Mancava dalle scene da 4 anni Alanis Morissette, e da Roma ancora di più, visto che l’ultima data italiana era al Heineken Jammin’ Festival nell’anno dell’ultimo disco (Flavour of Entanglement). Con il nuovo Havoc and Bright Lights, la canadese torna alla carica per cercare di recuperare il feeling col grande pubblico che dopo Jagged Little Pill e il suo successore Supposed Former Infatuation Junkie ha faticato a presentarsi. E per darsi un nuovo via, Morissette affronta il palco con un mini-tour di 4 date italiane che fa tappa anche nel bell’impianto all’aperto della cavea dell’Auditorium di Roma.

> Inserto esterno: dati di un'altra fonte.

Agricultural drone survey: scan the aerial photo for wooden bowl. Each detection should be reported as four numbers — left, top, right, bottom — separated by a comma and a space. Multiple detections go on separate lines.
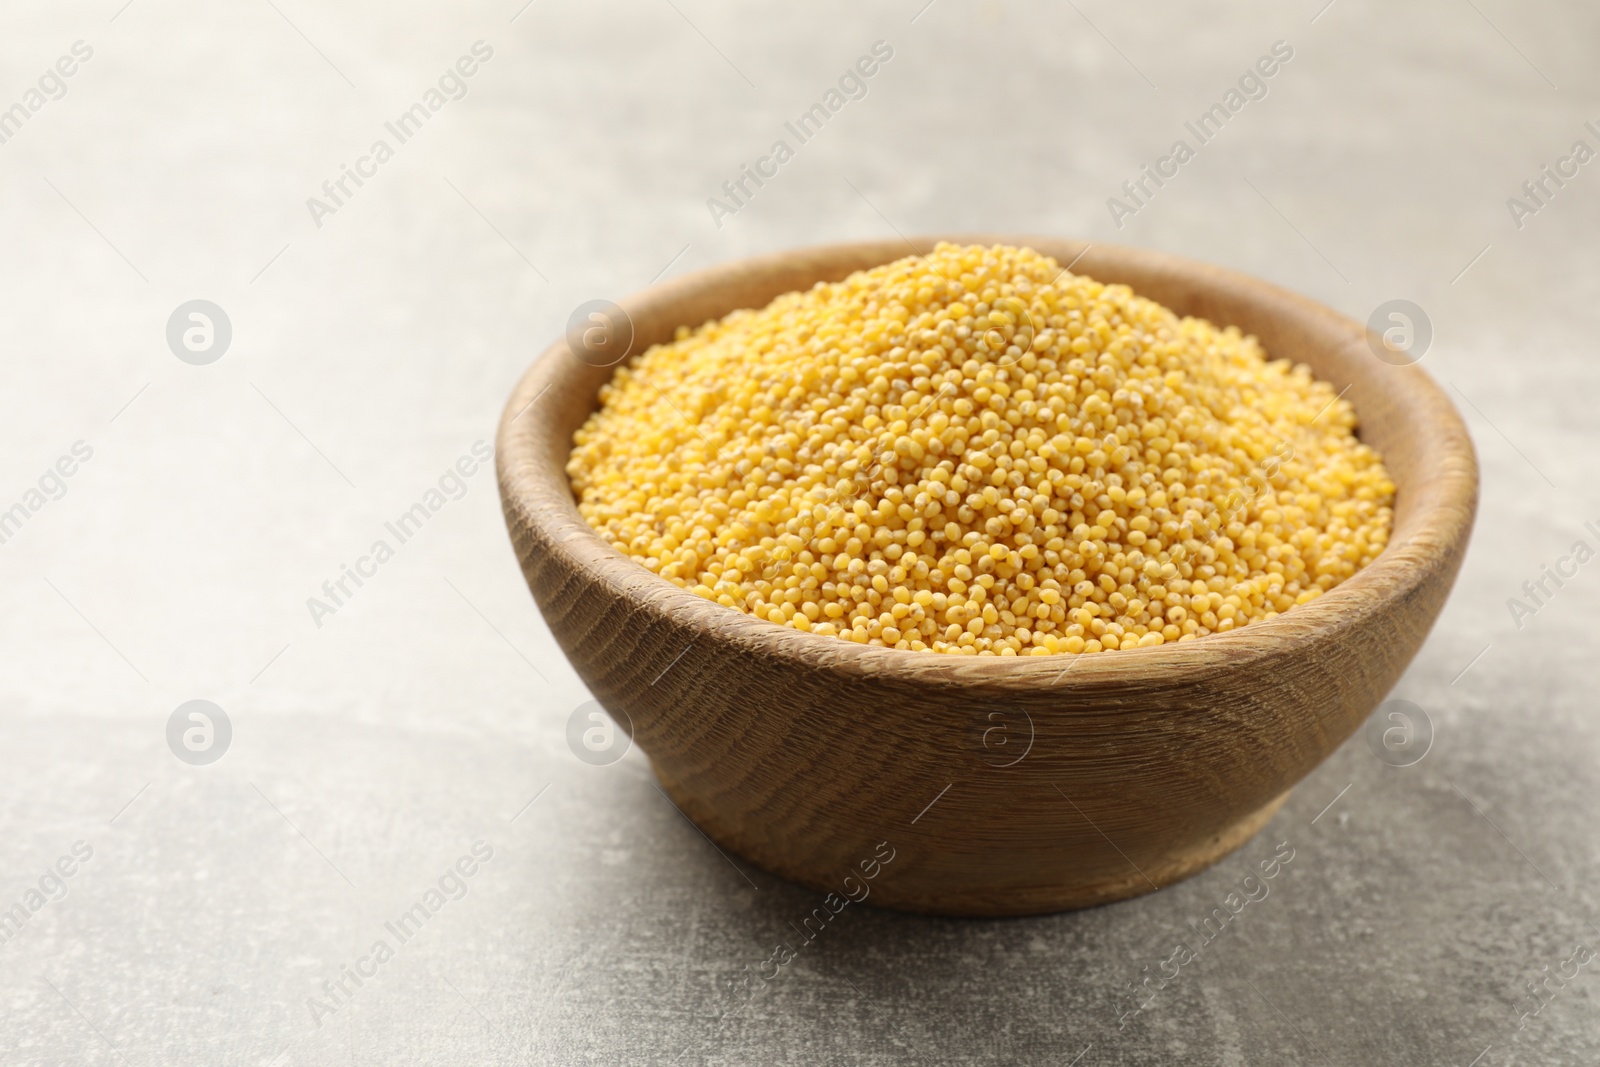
496, 237, 1477, 916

Pubblico emozionato che affolla tutti i posti a disposizione e accoglie con grande calore la cantaturice che fin dai primi brani dimostra di voler convincere i fan e non solo con una prova fatta di comunicatività, a supplire qualche carenza vocale e di amplificazione nei brani iniziali. La scaletta, come prevedibile, vela ancora di mistero il nuovo album, presentato con pochi brani tra cui il bel singolo Guardian, e ovviamente si concentra sui singoli di maggior successo, sulle canzoni che le hanno fatto vendere circa 60 milioni di copie nel mondo.
In quasi due ore, Morissette inanella una prestazione in crescendo che assieme a Hands Clean, So Pure, Citizen of the Planet, mette in fila le canzoni che fanno cantare i fan e che vengono praticamente tutte dal primo disco (se si escludono gli albori dance noti solo in Canada): You Oughta Know, Hand in My Pocket, You Learn, All I Really Want, la splendida Forgiven, Head over Feet e Ironic, vero e proprio inno dell’artista che il pubblico canta quasi a sovrastarla. L’amore del pubblico raggiunge l’apice in Thank You, primo bis e atto d’amore verso il suo pubblico che sceso dalle sedie e accalcatosi sotto il palco la saluta con centinaia di pezzetti di carta, trasformati in coriandoli.
Se la prova di Morissette è piena di vigore, anche se non sempre all’altezza della sua fama, va sottolineato il gran feeling con la sua nuova band, a cui giustamente la canadese lascia molto spazio, tutto il finale in pratica, per prendersi gli applausi che il loro talento merita. Ed è giusto che sia così: la mancanza di divismo che le fa lasciare il palco senza dover tornare in cerca di facile gloria è la testimonianza di un’artista umile e caparbia che sa unire il percorso musicale a quello umano. Ringraziando, anziché farsi ringraziare.